Saturday, March 12, 2022

Shoreline Access Study Commission Agrees on Public’s Right to Pass

Next step: Panel will send a final report to the General Assembly with its recommendations

By Rob Smith / ecoRI News staff

The state’s study commission on shoreline access issues has reached a consensus: Rhode Island beachgoers should be able to legally travel along state shores 10 feet landward starting from the seaweed line.

House commission chair Rep. Terri-Cortvriend, D-Portsmouth, and vice chair Rep. Blake Filippi, R-New Shoreham, are expected to introduce legislation reflecting its recommendations.
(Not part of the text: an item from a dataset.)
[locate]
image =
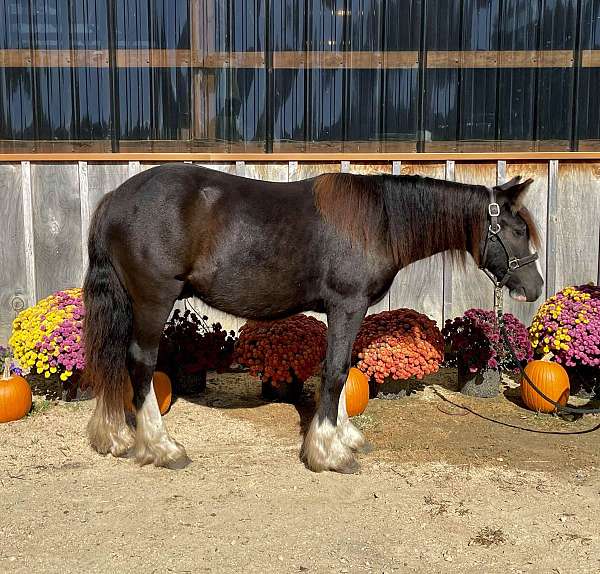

The commission’s 12 members found themselves in broad agreement during a recent meeting on expanding the public’s right to pass along the shore up to the seaweed line. Individual members disagreed on the additional of space needed beyond that for beachgoers to access this right.

Rhode Island Realtors Association’s David Splaine argued that the seaweed line was sufficient, based on his observations at a beach near his home in Warwick’s City Park.

“If we choose the highest high-tide wrap line … potentially we have dry sand for people to walk on a high percentage of every tidal cycle,” he said.

Other commission members noted most of the trespassing complaints come from private property owners along the state’s southern shore, where high wind and wave energy makes finding dry sand to walk on much more difficult.

“There’s no question that Warwick park is not in that high-energy zone that we see in the south coast beaches,” University of Rhode Island professor Dennis Nixon said.

Private property owners and shoreline access advocates have been arguing for decades, as the commission learned over its six months of meetings. The Rhode Island Constitution enshrines rights to enjoy the privileges of the shore, but leaves unanswered the question of where on the shore do those rights begin and private property owners’ end?

A state Supreme Court decision in 1982 clarified the boundary line at the mean high-water line, but that has its own problems. The actual mean high-water line is nearly impossible for any casual beachgoer to see, unless they happen to be packing sophisticated scientific equipment. Shoreline advocates have long called for changing the boundary line to the more visible seaweed line, where high tide is marked on the sand by the debris it leaves behind.

Commission members in favor of a wider buffer zone argued the need to walk on dry sand, not just seaweed, to give multiple people enough space to pass each other without trespassing.

“I do believe we need to go above what people see with their eyes so people always have dry sand to walk on,” Cortvriend said.

“It’s never one person accessing the shore,” Coastal Resources Management Council executive director Jeff Willis said. “It’s always a couple people or more walking side by side on the beach. I think 10 feet is a reasonable number as well.”

Commission members reached consensus on 10 feet from the seaweed line, but declined to define what activities could be done along the shoreline.

“I think our charge is limited to the area in which the substantive rights are exercised, not what those rights are,” Filippi said.

The commission is scheduled to meet one last time, March 24, when it will vote on a final report to be issued to the General Assembly.